カイエンS E-ハイブリッドの駆動システムのコンセプトは、さらに発展して、SUV用に最適化されています。パナメーラS E-ハイブリッドとの重要な2つの相違点は、10.8 kWh(パナメーラS E-ハイブリッド:9.4 kWh)の大きなエネルギー容量を備えた高電圧バッテリーと、カイエンS E-ハイブリッドにオプションで用意された7.2 kWの高出力のチャージャーです。これは全般的な柔軟性を提供します。
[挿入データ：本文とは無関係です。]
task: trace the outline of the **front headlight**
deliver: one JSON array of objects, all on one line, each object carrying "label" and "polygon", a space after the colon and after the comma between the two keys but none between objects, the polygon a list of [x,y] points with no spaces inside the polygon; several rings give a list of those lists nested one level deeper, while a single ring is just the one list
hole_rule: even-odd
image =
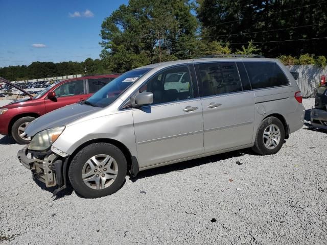
[{"label": "front headlight", "polygon": [[8,111],[8,108],[0,108],[0,115],[3,115]]},{"label": "front headlight", "polygon": [[62,133],[65,126],[53,128],[41,131],[32,139],[29,149],[33,151],[44,151],[50,148]]}]

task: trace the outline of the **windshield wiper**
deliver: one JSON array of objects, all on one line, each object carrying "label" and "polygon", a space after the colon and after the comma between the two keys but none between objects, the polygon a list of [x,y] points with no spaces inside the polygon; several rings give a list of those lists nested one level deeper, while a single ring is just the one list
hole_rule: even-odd
[{"label": "windshield wiper", "polygon": [[84,104],[85,105],[88,105],[89,106],[94,106],[95,107],[98,107],[95,105],[94,105],[94,104],[92,104],[91,103],[90,103],[90,102],[87,101],[82,101],[82,102],[80,102],[79,104],[80,104],[81,105]]}]

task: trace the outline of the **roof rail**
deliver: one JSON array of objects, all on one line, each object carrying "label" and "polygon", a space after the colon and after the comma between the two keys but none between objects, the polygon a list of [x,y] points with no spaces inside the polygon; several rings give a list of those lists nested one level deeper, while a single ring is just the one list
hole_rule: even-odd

家庭の電源に接続すると3.6kWモードの標準チャージャーとして約3.5時間でバッテリーを完全に充電し、高電圧電源に接続すると7.2 kWモードで作動し、90分以下でバッテリーを完全に充電することができます。
リチウムイオンバッテリーのケースはパナメーラS E-ハイブリッドのものと同じで、ポルシェのモジュール戦略の一環として、複数のモデル世代でコンポーネントを共通して使用することができます。しかし28 Ahの大きな容量の新しいセル(パナメーラS E-ハイブリッド:24 Ah)をもつ高電圧バッテリーに関しては、先進のリチャージャブルバッテリ-テクノロジーが採用されています。カイエンはその大きな容量によって、走行スタイルと地形に応じて18 - 36 kmの電気モーターのみによる航続距離を達成しています。この改良されたバッテリーが、パナメーラより重く走行時の抵抗が大きいカイエンのパフォーマンスを補います。
カイエンS E-ハイブリッドを先代のカイエンSハイブリッドと直接比較すると進歩は明らかです。先代は1.7 kWhのエネルギー容量のニッケル水素バッテリーを搭載し、プラグインコセンプトは備えていませんでした。電気モーターの最高出力は、34 kW(46 PS)から70 kW(95 PS)に倍増しています。燃料消費量は先代の8.2 リッター/100 kmから3.4リッター/100 km(NEDC)に、CO2排出量は先代の193 g/kmから79 g/kmに低減されています。もちろんカイエンS E-ハイブリッドはユーロ6排出ガス基準に適合しています。
ス-パーチャージャー付3リッターV型6気筒エンジンと電気モーターを組み合わせると、総出力は416 PS、総トルクは590 N・m となり、スポーツカー並みのパフォーマンスを可能にします。0 – 100 km/h 加速タイムは5.9秒、最高速度は243 km/hに達します。電気モーターのみの最高速度は125 km/hです。
パワーは実績のあるティプトロニックSによって伝達されます。この8速オートマチックトランスミッションには、パラレル方式フルハイブリッド車に導入するための追加機能が備わります。変更された電気モーターの仕様により、例えば、Eパワーモード専用のシフトプログラムが組み込まれています。エレクトリックモードにすると、ハイブリッドモードに比べて効率性が最適化されたより高い回転域で走行することができ、スポーツモードではハイブリッド専用のシフトプログラムが使用されます。
カイエンS E-ハイブリッドでは、標準装備のポルシェ・カーコネクトシステムを介して車に接続することができます。スマートフォンから充電レベルやエネルギー効率などデータへのアクセスや、オプションの補助クライメートコントロールシステムの制御などが可能です。補助クライメートコントロールシステムは、イグニッションスイッチをオフにして車両を電源に接続しているときに、車内の冷房と暖房を行い走行前に適切な温度にします。そのため、走行時のエネルギー消費が減り、電気モーターによる航続距離が延びます。